Tuesday, October 4, 2011

One year ago...

So it has been exactly a year sense Jonathan left
I remember that day painfully crystal clear. 
We woke up around 9, and slowly 
got all his things gathered out of my room
We both kept coming up with excuses to prolong the good bye. 
We went and got some sandwiches that we decided his mom HAD to try
Took our sweet time eating them
Thank God his mom was there, 
or we would have kept coming up with excuses.

(This is from our second good bye
I have a weird thing about taking a picture
right before we have to say good bye
Don't have one from our first good bye)

When the car was all packed and ready to go
I said good bye to his mom and gave her a hug, 
she sweetly gave us a moment of privacy to say good bye
I couldn't even hug him
I knew if I did I would loose it. 
He hugged me but I basically pushed him away in response. 
I remember staying long enough to watch his car turn to leave my appartment
Then I remember being in my bed, my pillow soaked, 10 minutes later
It was one of the hardest things I've ever dealt with
I was positive when he was leaving that I would never see him again. 
I was willing to bet my life and his that it was good bye for ever. 
That "fact" killed me.

 (waiting outside the gate at the air port, 
our third good bye)

Now a year later I see how silly I was to think that. 
Our second good bye I still thought that to an extent, 
but now I know that it's not good bye it's "see you in a few months
We are not perfect, the distance gets to us like crazy
We fight every week, sometimes twice a week, 
We both get irritated when we don't get to talk, 
with each other and the world,

Even when we are fighting I love him with my whole heart
I know even when I am mad and wanting to smack him
that he is the love of my life, and always will be. 
Lately it's gotten to the point that all I care about is the fact that I love him
Our last 5 fights have ended with me saying 
"Can we just be done fighting and love each other again?"
I used to just want to be the right one, 
or just want to hear him say sorry
but now all I care about is that I love him
This sudden shift in the way I think about us
has made me love him even more, 
and made me more confident in us 

(our most recent good bye right before security
I got myself to stop crying just long enough to snap the picture)
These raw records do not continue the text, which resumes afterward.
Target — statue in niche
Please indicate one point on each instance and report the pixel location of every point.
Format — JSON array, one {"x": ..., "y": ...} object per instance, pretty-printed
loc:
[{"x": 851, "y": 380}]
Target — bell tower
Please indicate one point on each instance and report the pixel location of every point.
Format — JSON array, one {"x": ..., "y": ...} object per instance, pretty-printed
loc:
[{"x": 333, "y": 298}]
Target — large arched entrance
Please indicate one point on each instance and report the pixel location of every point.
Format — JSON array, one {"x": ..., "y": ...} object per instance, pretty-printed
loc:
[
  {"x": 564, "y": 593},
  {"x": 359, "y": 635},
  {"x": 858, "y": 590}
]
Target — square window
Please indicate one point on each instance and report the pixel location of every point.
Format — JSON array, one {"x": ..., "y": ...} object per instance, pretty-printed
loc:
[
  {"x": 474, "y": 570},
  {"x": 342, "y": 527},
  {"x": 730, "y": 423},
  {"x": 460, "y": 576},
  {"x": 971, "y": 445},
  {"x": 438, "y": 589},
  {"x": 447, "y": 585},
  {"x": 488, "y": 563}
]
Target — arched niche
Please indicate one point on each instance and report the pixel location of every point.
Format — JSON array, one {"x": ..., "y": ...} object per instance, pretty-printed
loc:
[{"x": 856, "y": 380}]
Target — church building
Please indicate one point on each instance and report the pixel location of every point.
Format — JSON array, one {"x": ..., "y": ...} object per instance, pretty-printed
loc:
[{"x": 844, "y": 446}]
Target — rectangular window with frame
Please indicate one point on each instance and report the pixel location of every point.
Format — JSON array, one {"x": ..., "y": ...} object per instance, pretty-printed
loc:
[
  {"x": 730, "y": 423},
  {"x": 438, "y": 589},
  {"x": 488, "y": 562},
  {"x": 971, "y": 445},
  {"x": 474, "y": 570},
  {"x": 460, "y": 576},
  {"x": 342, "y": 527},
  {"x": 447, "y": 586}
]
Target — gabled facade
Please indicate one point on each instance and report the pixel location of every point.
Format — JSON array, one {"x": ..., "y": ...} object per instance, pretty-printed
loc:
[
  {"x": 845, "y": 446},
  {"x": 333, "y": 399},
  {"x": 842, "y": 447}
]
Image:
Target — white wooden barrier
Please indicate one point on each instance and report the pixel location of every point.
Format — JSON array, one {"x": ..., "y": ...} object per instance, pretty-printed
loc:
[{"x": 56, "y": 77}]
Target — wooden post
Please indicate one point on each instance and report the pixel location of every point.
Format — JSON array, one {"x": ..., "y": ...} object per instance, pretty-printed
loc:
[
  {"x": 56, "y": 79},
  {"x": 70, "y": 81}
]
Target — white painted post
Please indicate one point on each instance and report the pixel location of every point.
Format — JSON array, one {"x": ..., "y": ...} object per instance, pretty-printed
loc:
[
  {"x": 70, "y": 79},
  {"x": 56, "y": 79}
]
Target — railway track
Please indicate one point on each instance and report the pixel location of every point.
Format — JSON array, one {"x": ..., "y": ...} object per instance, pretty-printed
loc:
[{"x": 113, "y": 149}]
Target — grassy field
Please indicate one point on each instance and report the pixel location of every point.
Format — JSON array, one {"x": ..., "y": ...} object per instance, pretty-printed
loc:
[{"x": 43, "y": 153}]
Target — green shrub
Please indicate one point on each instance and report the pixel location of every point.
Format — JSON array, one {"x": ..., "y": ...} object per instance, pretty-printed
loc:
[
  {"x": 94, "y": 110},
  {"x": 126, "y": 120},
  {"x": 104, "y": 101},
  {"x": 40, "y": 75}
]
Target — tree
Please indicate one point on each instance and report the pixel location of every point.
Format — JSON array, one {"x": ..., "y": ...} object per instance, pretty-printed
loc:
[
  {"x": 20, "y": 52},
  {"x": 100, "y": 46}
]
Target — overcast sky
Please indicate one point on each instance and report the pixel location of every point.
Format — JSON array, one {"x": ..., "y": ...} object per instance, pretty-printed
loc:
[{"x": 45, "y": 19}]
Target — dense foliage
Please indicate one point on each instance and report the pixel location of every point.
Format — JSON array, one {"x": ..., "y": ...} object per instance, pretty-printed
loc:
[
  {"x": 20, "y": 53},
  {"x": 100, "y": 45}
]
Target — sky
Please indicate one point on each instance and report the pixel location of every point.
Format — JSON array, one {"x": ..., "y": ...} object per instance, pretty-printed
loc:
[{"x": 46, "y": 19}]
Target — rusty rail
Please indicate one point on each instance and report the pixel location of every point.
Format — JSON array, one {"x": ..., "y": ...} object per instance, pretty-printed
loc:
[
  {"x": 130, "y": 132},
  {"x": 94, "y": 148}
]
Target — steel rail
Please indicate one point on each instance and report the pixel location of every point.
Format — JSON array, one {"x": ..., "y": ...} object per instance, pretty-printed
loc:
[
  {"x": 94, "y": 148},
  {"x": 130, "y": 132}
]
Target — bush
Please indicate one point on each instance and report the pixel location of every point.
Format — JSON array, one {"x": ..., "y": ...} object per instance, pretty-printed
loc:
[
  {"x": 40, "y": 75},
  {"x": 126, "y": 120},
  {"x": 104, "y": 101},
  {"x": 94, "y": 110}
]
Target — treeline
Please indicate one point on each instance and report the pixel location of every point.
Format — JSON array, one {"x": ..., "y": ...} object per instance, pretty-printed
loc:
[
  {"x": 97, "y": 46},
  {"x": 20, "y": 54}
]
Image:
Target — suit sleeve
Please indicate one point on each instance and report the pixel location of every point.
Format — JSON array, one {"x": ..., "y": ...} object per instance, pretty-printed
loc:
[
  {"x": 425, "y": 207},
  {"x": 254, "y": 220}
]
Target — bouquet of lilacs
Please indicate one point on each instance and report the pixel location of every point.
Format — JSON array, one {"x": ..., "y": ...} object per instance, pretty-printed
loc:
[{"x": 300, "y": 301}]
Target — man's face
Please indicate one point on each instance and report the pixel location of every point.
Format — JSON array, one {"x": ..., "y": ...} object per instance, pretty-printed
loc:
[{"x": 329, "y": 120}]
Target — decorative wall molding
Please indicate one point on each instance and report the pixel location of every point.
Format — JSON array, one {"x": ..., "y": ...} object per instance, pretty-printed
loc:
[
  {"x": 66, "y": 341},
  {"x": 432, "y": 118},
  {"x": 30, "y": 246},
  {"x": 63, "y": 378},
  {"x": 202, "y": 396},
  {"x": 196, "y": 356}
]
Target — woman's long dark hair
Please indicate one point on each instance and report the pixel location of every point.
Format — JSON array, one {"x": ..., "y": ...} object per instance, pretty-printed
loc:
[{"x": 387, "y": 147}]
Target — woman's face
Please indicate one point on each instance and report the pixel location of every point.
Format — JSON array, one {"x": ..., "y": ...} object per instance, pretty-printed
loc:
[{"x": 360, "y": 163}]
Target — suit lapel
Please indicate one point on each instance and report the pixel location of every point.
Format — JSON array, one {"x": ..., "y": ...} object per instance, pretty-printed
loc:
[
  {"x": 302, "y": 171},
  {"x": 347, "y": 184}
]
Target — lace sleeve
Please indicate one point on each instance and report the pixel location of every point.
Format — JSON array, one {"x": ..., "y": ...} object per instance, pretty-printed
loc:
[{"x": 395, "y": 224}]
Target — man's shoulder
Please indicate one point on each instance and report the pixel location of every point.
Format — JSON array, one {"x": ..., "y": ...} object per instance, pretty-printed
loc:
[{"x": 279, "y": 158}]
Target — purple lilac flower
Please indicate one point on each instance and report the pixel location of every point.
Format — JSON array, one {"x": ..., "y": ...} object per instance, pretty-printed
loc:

We still have another 21 months to go
until the day will come that I'll be done with school
and able to join him where ever he is in the US. 
The decision to continue school in CA was incredibly hard
If I weren't doing it we would just have another 9 months. 
I know deep down that it is the best thing for me, 
even if it may be the hardest thing (I hope) I will ever do 
I know that in order to have the life I want for both us, and our kids
I need to have the means to get everything we will need, 
I need to continue my life long dream of teaching to be happy
And my amazing, wonderful man, has said "we will make it work" 
and told me no matter what, he will support me, and help me in any way he can
Even though it will be hard I know we can do it
Besides, after going a total of 2 years and 9 months 1,800 miles apart, 
We'll be able to make it through any curve ball life throws our way.